If the intestine is completely blocked, it is a medical emergency needing immediate attention. Symptoms of an intestinal obstruction include severe stomach pain or cramping, vomiting, not being able to pass stool or gas and other signs of belly distress.
Mechanical obstructions are when something physically blocks your intestine; in the small intestine, this can be caused by adhesions, volvulus or twisting of the intestines, intussusception, malformations of the intestine, often in newborns, tumours within your small intestine, gallstones, swallowed objects, hernias or inflammatory bowel disease such as Crohn’s.
Aimee has grown up with a passion for figure skating and despite her medical condition and having taken a break for four months, she has managed to fulfil her goal of becoming an Olympian figure skater and is now a coach.
“When I had to stop skating, I was devastated. The doctors told me it would be three to four months before I could resume skating and I was heartbroken,” she said.
“Skating had been my whole life and I didn’t know what I would do without it. As soon as I had the strength to get out of bed myself, I started begging them to go back to the rink.
“I barely had the energy to go for a ten-minute walk, but I wanted nothing more than to skate. Unfortunately, I had to wait to build back strength and let the incision heal, so I was patient and waited anxiously for the doctor to give me the go ahead.
“I got back into skating by following my heart and staying true to myself and my dreams.

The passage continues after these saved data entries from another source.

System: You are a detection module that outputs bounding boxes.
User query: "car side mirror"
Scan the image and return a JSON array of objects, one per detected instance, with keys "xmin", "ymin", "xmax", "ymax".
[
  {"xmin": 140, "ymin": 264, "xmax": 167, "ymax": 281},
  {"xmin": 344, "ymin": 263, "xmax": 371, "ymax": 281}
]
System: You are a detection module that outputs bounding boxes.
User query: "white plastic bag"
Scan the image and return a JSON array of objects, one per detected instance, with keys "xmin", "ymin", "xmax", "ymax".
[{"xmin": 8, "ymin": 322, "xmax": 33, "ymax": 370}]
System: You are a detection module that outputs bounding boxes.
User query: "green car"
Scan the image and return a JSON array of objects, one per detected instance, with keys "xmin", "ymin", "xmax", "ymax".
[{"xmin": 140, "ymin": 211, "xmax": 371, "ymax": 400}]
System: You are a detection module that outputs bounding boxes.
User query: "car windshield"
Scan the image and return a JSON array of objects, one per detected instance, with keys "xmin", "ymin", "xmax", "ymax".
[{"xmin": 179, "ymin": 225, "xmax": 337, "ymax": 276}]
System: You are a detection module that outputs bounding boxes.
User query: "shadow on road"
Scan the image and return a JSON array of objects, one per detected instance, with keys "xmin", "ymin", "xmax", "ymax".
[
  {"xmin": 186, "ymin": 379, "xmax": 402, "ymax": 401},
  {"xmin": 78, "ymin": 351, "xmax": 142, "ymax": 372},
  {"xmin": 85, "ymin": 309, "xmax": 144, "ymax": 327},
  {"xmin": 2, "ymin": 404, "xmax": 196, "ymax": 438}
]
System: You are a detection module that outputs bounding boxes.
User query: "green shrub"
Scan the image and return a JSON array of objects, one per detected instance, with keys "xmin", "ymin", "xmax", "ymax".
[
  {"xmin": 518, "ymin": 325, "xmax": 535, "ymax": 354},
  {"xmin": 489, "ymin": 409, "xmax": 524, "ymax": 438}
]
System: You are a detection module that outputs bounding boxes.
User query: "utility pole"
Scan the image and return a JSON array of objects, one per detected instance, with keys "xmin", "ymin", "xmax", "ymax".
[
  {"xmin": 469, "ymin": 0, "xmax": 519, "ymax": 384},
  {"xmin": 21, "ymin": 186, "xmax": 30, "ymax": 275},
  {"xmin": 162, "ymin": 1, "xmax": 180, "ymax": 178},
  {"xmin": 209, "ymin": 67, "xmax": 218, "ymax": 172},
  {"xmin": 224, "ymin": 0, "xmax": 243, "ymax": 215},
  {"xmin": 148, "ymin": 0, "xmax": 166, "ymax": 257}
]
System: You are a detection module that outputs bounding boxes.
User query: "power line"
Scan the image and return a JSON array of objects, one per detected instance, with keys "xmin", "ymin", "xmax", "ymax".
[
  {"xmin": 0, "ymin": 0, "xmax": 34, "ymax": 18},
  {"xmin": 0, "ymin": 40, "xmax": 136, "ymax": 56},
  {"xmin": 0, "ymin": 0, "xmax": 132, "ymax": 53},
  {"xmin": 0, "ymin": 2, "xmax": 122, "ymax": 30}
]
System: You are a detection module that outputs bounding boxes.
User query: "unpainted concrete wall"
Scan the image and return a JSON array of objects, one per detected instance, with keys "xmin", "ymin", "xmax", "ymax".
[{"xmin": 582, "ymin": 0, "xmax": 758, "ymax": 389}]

When I had surgery, I was not ready to give up the sport, so I started from ground zero and worked extremely hard to get all my skills back and build my strength from the ground up.
“I’d say it took about a year to get back into athletic shape. I started slowing down with just basic stroking getting my balance and co-ordination back. Then we started some basic spins and eventually some basic jumps.
“Once my balance and strength were better, we moved on to difficult spins and triple jumps, but this was definitely a whole year process.
“Since then I became a national champion, a three-time European competitor and most importantly, an Olympian. I fought through all the pain and tough times to accomplish my goal of becoming an Olympian.
“At the time I simply felt scared, but now I feel proud of overcoming such adversity and rising back up to accomplish my lifelong goals and recover to live a healthy life.
“This condition has affected my life by teaching me about how important life is; I always took how precious life is for granted, but when I was so sick, I realised how great life really is.
“Never give up and never lose hope; I know that sounds corny, but it is so true. I had so many opportunities to call it quits and mope, but every day I tried to build some strength both mentally and physically to get back to skating and get back to my normal life.”